Possibility to store the events and offsets of the persistent entities on the message broker (Kafka)

I was wondering if can be a possibility to use the message broker API or a new API to store all the events (and maybe the offsets) used on the persistence layer and the read side as a partial replacement of the Cassandra duties.

I see a better fit for the events to be stored / read on a system like Kafka but at the same time i understand the complexities behind depending on 2 systems (eg: cassandra and kafka) for just one responsibility like state reconstruction from snapshots.

Apologies if this question is totally out of place or is a totally nonsense (my knowledge of Lagom it’s limited at the moment) i just felt that kafka can be better pro-fitted in some cases, but maybe the place of this is not on the message broker API, and should be a additional implementation/configuration of the PersistentEntity.

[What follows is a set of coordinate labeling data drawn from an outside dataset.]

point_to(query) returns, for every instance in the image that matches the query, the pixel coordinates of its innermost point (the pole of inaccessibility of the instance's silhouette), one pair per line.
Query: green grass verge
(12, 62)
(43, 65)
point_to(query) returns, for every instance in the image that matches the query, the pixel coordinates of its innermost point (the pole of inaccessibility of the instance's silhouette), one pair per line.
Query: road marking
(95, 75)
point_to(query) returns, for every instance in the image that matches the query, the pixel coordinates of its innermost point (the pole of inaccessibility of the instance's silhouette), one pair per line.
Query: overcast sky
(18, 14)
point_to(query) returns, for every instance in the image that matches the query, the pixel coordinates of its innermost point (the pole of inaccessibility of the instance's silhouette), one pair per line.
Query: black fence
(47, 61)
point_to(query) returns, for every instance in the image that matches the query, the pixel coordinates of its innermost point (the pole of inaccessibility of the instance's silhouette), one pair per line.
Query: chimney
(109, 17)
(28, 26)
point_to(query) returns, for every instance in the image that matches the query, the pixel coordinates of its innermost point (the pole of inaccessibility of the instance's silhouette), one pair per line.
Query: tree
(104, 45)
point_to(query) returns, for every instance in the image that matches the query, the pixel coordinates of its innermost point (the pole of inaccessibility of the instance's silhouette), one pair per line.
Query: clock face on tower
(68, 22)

Probably there are a lot of stopper for something like this to be possible, probably things like the way to handle the partitions, so please enlighten me.

Thanks

@darkxeno there were so many times I thought about the same thing. Check this out.

So if I understood correctly that means that the transactional storage of the events it’s required maybe for the sequential entity updates to work correctly on the persistent entity layer as a failsafe mechanism.
But even if that’s the case there could be ways on how to overcome that by using the new kafka transational API: https://www.confluent.io/blog/transactions-apache-kafka/

Do you know whats the main reason behind the requirement of the multiple events atomic storage? I just found one or two mentions about it on the documentation but don’t remember to have found the actual reason behind.

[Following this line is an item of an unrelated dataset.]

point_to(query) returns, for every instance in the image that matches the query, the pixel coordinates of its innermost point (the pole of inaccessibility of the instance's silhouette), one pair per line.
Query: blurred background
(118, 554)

Its the all or nothing storage for cascading of changes (doesn’t sound very addecuate for CQRS aggregates) or it’s only to assure state consistency to avoid the possibility of loosing events.

Thanks

@darkxeno did not have time to study all of this in details so can not comment.
But regarding multiple events atomic storage, I believe it is referring to ordered entity instance event batch insert with all or nothing.

From my perspective biggest advatange of kafka as a journal storage, in context of Lagom, is read side creation scalability.
With, for example cassandra storage, readside creation (readside processor) scalability depends on predfined static number of event shards that can not be changed (because of the event tagging algorithm). Readside processor event query is very heavy in case of big number of shards.

From my perspective cassandra journal storage in combination with Kafka would be the best match (regarding flexibility and scaling):

  1. store journal in cassandra as it is now
  2. use journal for write side and for publishing to kafka (using topic producer) - as it is now
  3. expose kafka consumer based readside processor (has no scale limitations)